Banyak buku-buku sejarah yang menjelaskan tentang betapa penduduk
Yatsrib menantikan kedatangan Nabi Muhammad Saw. Seperti yang digambarkan oleh
Muhammad Husain Haekal di dalam buku yang diterjemahkan dengan judul " Sejarah
Hidup Muhammad" berikut ini:
Selama mereka dalam perjalanan yang sungguh meletihkan itu,
berita-berita tentang hijrah Nabi dan sahabatnya yang akan menyusul kawan-kawan
yang lain, sudah tersiar di Yatsrib. Penduduk kota ini sudah mengetahui, betapa
kedua orang ini mengalami kekerasan dari Quraisy yang terus-menerus membuntuti.

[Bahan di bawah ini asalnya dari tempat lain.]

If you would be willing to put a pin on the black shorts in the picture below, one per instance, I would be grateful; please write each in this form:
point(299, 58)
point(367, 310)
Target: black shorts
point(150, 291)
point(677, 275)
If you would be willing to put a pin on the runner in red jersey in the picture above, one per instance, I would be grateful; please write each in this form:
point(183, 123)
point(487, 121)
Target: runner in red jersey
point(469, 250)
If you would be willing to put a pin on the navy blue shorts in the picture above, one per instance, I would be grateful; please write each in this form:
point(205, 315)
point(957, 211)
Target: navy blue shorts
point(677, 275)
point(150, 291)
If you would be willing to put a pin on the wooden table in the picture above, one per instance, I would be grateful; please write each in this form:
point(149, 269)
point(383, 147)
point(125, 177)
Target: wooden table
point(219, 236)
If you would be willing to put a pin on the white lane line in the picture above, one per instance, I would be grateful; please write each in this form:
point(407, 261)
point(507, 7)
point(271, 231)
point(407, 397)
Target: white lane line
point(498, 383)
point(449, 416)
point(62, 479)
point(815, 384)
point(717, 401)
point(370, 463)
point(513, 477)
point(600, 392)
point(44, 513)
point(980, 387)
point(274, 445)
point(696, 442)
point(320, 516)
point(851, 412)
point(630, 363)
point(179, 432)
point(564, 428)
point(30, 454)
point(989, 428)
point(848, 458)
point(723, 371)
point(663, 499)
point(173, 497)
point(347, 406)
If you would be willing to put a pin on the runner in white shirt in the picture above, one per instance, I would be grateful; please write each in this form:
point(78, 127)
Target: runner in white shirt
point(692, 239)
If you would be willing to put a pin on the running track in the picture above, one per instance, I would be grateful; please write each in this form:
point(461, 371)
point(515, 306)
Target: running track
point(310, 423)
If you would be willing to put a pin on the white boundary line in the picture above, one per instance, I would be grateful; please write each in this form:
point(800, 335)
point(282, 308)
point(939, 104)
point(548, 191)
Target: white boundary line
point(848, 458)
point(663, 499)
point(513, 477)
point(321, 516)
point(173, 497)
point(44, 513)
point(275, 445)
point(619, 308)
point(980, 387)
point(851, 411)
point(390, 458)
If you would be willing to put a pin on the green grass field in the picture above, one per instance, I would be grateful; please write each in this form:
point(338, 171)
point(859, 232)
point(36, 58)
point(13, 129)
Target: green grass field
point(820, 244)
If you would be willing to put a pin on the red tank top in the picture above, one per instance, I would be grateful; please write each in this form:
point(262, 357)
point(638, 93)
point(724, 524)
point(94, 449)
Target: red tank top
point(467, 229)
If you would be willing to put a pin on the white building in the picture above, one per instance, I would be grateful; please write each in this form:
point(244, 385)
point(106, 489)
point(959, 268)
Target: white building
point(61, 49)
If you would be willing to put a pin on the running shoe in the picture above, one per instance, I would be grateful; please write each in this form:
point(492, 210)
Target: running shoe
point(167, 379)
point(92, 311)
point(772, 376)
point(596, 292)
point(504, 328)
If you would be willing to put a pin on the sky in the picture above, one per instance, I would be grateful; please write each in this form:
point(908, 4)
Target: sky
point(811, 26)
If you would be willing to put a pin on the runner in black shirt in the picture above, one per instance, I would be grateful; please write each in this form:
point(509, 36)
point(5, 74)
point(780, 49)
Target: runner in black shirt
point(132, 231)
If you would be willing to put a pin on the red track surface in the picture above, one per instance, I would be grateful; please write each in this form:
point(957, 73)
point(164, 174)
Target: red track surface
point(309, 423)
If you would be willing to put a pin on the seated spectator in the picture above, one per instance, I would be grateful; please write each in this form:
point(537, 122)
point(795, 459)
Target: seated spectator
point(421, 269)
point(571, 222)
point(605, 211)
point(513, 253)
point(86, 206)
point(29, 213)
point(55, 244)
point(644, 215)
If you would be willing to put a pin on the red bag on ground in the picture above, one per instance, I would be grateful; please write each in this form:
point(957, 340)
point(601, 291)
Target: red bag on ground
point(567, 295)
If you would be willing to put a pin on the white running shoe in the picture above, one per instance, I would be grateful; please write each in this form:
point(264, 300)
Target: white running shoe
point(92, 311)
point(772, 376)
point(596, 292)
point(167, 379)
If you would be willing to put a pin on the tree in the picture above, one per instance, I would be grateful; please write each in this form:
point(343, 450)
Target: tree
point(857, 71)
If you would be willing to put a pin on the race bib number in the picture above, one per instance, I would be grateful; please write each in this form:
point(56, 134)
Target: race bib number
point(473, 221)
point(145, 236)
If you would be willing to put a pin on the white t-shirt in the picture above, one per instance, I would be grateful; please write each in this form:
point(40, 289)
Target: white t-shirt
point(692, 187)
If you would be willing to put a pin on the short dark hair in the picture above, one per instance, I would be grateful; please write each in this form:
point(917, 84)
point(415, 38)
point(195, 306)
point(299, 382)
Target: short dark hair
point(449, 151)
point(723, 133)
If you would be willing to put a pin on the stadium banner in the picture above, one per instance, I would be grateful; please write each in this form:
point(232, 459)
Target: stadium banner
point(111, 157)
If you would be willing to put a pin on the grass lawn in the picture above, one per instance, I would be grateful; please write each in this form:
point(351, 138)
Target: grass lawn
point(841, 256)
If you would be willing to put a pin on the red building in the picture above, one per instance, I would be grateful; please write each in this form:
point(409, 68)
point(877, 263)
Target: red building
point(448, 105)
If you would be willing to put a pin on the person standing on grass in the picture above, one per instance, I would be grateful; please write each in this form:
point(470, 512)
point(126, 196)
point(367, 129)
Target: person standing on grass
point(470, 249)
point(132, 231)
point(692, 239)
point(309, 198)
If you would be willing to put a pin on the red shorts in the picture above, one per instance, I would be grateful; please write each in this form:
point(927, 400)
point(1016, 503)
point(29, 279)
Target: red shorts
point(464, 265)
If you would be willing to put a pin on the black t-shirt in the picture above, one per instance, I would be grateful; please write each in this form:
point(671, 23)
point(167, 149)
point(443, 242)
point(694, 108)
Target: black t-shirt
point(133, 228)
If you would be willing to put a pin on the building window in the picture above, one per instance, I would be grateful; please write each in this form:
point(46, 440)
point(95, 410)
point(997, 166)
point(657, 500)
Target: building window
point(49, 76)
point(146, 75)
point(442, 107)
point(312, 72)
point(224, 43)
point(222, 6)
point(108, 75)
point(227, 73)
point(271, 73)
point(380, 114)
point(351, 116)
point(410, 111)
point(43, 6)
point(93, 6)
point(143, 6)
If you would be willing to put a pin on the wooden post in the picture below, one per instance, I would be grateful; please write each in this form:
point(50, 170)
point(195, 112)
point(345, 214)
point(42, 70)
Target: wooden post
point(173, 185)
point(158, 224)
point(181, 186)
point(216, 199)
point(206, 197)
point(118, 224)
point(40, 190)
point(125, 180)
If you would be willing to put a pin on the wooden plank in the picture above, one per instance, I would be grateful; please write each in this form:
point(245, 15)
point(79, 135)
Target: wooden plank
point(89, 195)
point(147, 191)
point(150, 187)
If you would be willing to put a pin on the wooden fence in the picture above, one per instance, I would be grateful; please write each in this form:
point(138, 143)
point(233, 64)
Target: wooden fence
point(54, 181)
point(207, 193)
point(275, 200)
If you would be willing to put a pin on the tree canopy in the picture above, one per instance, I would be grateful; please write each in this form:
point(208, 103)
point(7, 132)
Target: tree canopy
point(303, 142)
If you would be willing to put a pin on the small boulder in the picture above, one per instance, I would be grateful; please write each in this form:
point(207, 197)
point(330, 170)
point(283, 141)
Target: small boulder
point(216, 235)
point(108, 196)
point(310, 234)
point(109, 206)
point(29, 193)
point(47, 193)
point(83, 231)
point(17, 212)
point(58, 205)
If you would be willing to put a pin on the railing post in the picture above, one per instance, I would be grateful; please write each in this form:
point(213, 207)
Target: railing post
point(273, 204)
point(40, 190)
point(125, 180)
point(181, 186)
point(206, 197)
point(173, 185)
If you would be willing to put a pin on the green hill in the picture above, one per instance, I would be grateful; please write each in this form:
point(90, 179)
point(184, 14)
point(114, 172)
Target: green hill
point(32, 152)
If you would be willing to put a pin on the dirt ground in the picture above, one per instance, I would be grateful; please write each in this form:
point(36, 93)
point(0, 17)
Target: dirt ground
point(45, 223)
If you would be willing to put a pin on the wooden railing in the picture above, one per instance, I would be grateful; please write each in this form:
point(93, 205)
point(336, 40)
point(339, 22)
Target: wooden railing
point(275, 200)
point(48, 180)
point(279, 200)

Oleh karena itu semua kaum muslimin tetap tinggal di tempat itu menantikan
kedatangan Rasulullah dengan hati penuh rindu ingin melihatnya…[6]
Dapat kita ketahui, betapa besar kecintaan mereka terhadap calon
pemimpin mereka, Bahkan orang-orang terkemuka Yatsrib yang sebelumnya belum
pernah melihat Nabi Muhammad Saw sudah menjadi pengikutnya hanya karena
mendengar dari sahabat-sahabatnya saja. Ini poin penting untuk suksesnya
seorang pemimpin dalam memimpin rakyatnya.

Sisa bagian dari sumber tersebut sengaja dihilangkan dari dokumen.